Widespread sanctions begin to smother the Russian economy

A NEW GREAT DEPRESSION: Russian citizens rush to stores to buy produce, clothing, and other amenities as the value of the Ruble continues to decline. New York Times

Austin Ashizawa | Student Life Editor

March 4, 2022

When Russia began its brutal military assault on Ukraine on February 24, the onslaught of devastating explosions shattered the lives of millions of Ukrainian citizens. Simultaneously, the conflict has shaken the world into a feeling of uncertainty that has not been felt since World War II. Yet unlike that infamous war, nations can’t expect to solve it with retaliatory strikes or attacks due to one horrific prospect: mutually assured destruction. With the existence of nuclear weapons ruling out many aspects of a traditional war, countries including the United States have now turned their attention primarily to subduing Putin’s nationalistic regime through financial pressure and isolation.

Immediately making their opposition known, the U.S. was expedient in striking Russia with a slew of hefty sanctions. As Putin continues to display a deranged sense of ambition to achieve his goals, these sanctions continue to grow. The White House has attempted to put obstacles in Russia’s way by, for example, enforcing extreme export blocks on technology.
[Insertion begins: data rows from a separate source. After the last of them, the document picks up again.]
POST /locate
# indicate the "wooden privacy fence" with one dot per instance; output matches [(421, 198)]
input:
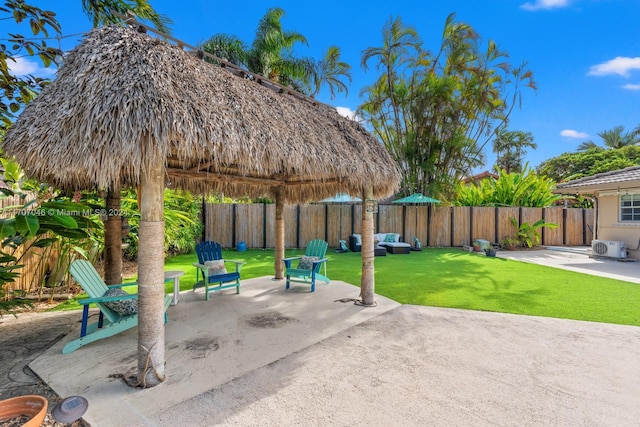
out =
[(437, 226)]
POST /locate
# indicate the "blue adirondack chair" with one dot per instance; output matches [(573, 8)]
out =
[(210, 275), (308, 271), (109, 321)]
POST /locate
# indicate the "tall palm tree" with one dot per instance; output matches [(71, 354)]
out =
[(614, 138), (151, 359), (331, 71), (101, 12), (227, 47), (271, 55), (510, 147)]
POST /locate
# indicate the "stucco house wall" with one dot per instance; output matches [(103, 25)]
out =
[(617, 210), (610, 226)]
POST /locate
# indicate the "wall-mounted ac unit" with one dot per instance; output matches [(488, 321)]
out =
[(609, 248)]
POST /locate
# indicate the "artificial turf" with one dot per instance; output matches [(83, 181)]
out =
[(457, 279)]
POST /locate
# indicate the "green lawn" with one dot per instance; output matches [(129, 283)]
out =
[(457, 279)]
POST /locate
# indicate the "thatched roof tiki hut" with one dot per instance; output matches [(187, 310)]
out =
[(130, 110)]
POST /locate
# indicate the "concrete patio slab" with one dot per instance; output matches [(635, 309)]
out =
[(208, 343), (578, 260), (416, 366)]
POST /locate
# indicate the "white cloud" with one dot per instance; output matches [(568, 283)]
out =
[(544, 4), (348, 113), (619, 65), (570, 133), (24, 66)]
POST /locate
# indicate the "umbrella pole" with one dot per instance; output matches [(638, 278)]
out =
[(367, 283)]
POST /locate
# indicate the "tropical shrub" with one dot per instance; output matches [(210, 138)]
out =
[(181, 217), (528, 235), (525, 188)]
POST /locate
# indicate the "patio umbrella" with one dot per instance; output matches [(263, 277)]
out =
[(416, 199), (341, 199)]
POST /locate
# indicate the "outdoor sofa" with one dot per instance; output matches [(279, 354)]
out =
[(390, 241)]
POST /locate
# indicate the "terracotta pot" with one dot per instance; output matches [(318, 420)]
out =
[(32, 406)]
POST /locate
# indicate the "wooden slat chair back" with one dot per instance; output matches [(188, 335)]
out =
[(315, 248), (109, 321), (212, 251)]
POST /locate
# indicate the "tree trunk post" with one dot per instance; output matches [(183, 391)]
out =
[(278, 264), (151, 277), (367, 283), (113, 239)]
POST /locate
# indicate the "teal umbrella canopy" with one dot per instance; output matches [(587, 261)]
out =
[(416, 198)]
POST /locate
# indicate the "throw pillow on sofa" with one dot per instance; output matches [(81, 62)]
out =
[(123, 307), (306, 262), (216, 267)]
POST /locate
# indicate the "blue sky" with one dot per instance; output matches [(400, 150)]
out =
[(585, 54)]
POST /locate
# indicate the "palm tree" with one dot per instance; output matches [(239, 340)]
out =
[(330, 71), (271, 55), (151, 359), (510, 148), (101, 12), (228, 47), (614, 138)]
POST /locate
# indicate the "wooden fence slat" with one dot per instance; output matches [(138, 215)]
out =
[(335, 221)]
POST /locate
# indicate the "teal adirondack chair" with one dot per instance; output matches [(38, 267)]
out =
[(109, 321), (212, 251), (308, 271)]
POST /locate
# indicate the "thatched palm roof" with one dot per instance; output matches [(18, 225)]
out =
[(122, 98)]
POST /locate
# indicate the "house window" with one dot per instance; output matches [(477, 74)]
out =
[(630, 207)]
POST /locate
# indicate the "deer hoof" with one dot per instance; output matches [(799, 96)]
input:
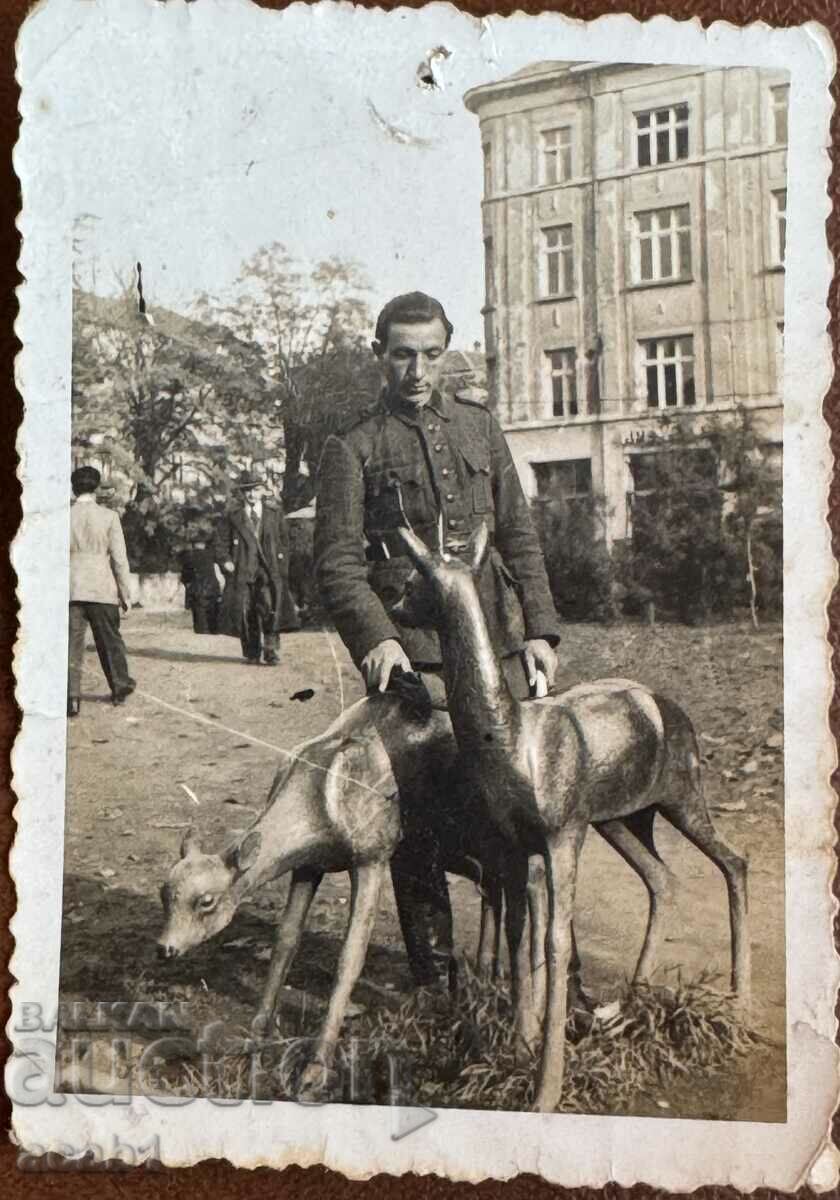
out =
[(316, 1084)]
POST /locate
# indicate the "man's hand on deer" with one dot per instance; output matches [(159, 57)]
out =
[(381, 661), (538, 655)]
The hope is that this will serve to limit the possibility of Russia developing even more technologically advanced weaponry that could be used against the Ukrainians or other countries. 

The United Kingdom chose to respond by freezing all assets in Russian banks. “We will continue on a remorseless mission to squeeze Russia from the global economy, piece by piece, day by day, and week by week,” Prime Minister Boris Johnson said in a powerful statement that affirmed the global community’s stance on how far these sanctions will go. 

But because Russia is also a substantial international exporter of oil, many countries have recognized that sanctioning the nation could spell doom for their own economies. The Biden administration announced that it does not “have a strategic interest” in completely boycotting Russian oil, which could drastically hike up current gas prices and create a global energy deficit. “We are already seeing some of the economic impacts of sanctions on Russia,” senior Kristian Rorvik said. “Gas prices rose another 30 cents per gallon here in California where it was already super expensive.” There may be a time when the country can finally loosen the last hold of assurance that Russia has over the United States, but for now, the White House has explained that it is weighing the costs and benefits of any large-scale action.

ECONOMIC MAYHEM: Russian citizens rush to withdraw money from ATMs as the value of the Ruble continues to plummet. PBS

Surprisingly, the economic attacks on Russia don’t just stem from international governments. As we have seen over the past few days, international corporations have joined the cause. On March 1, Nike and Apple closed their online stores and halted exports to Russia, with many of their products expected to run out in the coming weeks. Additionally, Apple CEO Tim Cook announced that the tech giant would be donating to charities to help Ukrainians during the war. “This moment calls for unity, it calls for courage, and it reminds us that we must never lose sight of the humanity we all share,” Cook explained.

As for how all of these developments will affect the economy, there is still uncertainty. However, chaos is undoubtedly beginning to brew. “These [sanctions] are not a good deterrent because they are impacting the Russian people more than Putin and the oligarchs,” Rorvik said. “The truth is that for the time being, the average citizen seems to have sustained more damage than the higher-ups in Russia.”

With so many Russian assets being frozen and The Russian Central Bank unable to prop up the Ruble with excess funds, the value of one Ruble plummeted to a value of less than one cent in USD. Interest rates were doubled to almost 20%, and thousands of Russians were forced to rush and withdraw money from ATMs. “Inflation will continue to ramp up, and the prices of imported goods, notably technology such as phones, cars, and computers, will follow,” sophomore Anthony Wu said. 

When Russia initially began its “special military operation” against Ukraine, many speculated that China would try to take advantage of the situation and launch their assault on Taiwan after years of claiming ownership of the country. However, with sanctions continuing to suffocate Moscow and large numbers of Russian protestors, the case of China’s potential aggression will come at a cost. “I believe that, though sanctions do act as deterrents, the more you rely on them, the less effective they become,” Wu speculated. “It’s unlikely that [China] will be deterred, but instead wait for the right moment to strike.”

Regardless of how much long-term effect these sanctions, embargoes, and boycotts have in continuing to damage the Russian economy, it is clear that for now, it seems to be the only option if the world is to avoid an all-out nuclear fallout.